Immediately, I reached out to my Tia Lourdes, who is better known as Doctor Adame, who works at a hospital in Southern California. I wanted to ask her how we can become better advocates for ourselves in case we face the same kind of treatment.

She shared with me a few things, the most important being that all hospitals have patient rights posted visibly and it’s also always part of the packet you sign at the hospital. You also have the right to have advocates on the phone and for the hospital to provide a translator in any language. If you feel hesitant about your nurse you are always able to request to speak to the charge nurse. “It’s important to file a grievance,” shared Adame, in regards to cases like Monterosso’s. “If patients don’t file those then the hospital might not find out about what happened.” The best thing you can do is educate yourself on your condition, and you can ask your primary care doctor to help you learn more. This will be your most important tool available for you in advocating for your health.

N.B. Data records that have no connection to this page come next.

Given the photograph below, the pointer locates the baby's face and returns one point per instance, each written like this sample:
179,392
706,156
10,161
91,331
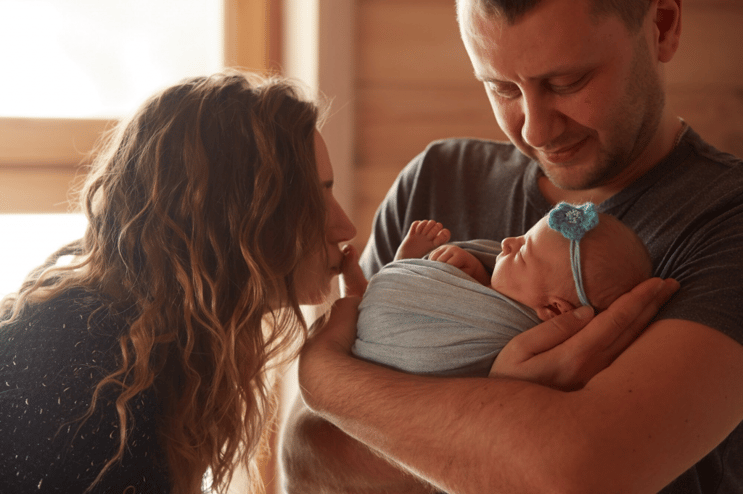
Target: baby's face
533,265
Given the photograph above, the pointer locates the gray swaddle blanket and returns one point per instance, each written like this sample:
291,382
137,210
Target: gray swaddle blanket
427,317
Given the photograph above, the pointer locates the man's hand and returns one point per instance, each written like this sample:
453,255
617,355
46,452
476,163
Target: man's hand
567,351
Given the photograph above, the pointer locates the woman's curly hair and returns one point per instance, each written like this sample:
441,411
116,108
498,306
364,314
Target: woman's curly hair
201,208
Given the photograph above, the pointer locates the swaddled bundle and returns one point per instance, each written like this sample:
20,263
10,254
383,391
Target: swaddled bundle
427,317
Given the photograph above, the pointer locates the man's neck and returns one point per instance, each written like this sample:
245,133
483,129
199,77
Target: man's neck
659,148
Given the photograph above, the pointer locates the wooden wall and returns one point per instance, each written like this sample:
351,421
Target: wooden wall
415,84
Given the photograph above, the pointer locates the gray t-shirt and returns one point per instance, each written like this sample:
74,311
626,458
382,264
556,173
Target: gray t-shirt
688,210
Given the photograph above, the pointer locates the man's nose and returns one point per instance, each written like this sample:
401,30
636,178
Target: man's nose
542,123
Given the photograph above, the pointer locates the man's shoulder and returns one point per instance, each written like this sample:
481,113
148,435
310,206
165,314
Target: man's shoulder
468,156
466,147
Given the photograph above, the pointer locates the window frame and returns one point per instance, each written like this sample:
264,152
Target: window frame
42,159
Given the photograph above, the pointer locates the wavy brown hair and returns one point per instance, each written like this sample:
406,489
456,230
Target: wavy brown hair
201,208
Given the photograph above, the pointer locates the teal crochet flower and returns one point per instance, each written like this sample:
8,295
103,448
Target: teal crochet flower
573,221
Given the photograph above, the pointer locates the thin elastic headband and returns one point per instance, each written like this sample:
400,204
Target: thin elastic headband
573,222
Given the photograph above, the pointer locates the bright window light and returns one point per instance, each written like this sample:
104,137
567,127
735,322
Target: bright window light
101,58
29,239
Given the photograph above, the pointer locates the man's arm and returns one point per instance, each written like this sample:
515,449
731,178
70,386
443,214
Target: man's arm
316,456
661,406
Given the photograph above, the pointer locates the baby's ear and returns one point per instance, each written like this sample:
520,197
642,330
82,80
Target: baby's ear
554,307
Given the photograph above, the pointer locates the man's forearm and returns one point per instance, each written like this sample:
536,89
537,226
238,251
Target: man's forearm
316,456
623,432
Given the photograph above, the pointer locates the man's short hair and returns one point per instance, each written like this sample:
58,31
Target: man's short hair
631,12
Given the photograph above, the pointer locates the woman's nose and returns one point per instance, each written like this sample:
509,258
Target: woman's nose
340,228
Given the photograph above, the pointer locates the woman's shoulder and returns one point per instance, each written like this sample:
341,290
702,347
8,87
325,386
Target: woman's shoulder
75,328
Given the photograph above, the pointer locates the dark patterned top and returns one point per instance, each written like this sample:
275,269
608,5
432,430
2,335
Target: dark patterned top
51,359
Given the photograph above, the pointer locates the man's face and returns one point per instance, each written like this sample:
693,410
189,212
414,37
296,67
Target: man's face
580,95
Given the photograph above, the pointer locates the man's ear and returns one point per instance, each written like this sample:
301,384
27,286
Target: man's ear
554,307
667,18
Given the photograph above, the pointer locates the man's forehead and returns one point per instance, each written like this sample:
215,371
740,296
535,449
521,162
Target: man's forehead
557,38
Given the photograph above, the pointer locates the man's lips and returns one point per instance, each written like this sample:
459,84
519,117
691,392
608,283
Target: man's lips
564,154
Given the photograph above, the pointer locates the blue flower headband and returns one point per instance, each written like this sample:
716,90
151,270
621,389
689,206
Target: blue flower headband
573,222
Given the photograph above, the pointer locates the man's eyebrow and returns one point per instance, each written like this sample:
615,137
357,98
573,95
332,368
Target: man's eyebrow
556,72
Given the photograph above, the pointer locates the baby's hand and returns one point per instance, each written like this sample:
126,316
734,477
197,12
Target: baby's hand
460,258
353,281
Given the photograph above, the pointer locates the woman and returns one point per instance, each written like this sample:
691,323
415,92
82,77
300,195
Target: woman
141,365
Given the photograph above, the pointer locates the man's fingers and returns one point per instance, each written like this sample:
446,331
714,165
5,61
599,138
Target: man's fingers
634,319
551,333
339,329
621,323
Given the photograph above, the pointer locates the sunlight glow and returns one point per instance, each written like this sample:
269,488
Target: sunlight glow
29,240
101,58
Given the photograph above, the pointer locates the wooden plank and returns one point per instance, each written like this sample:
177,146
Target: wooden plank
38,189
711,48
49,142
403,42
715,115
395,124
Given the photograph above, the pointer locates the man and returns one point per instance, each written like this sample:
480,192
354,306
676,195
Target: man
577,85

I wish I had been as vocal as Karla or knew more about my rights as a patient. Advocating for myself felt intimidating without having the knowledge and tools I know now. I finally found out on a fluke in 2019 that I had a very severe wheat allergy. I brought up my symptoms to my primary care doctor and she, like the rest of the doctors, just told me to restrict my eating and exercise. I happened to tell her that no over the counter medicine was working for my seasonal allergies. That’s when she ordered a blood test for allergies, which finally showed the wheat allergy. I’ve been able to cut wheat out of my diet but I’ve had a few issues with cross contamination. When I have even a crumb I wake up feeling hungover for two to three weeks. Although it’s been a year, I’m still not where my health was before my symptoms started. I often think, what would my life be like if the first doctor I saw believed me? I recently ran my first mile in over 6 years, and this gave me hope that my body is finally healing.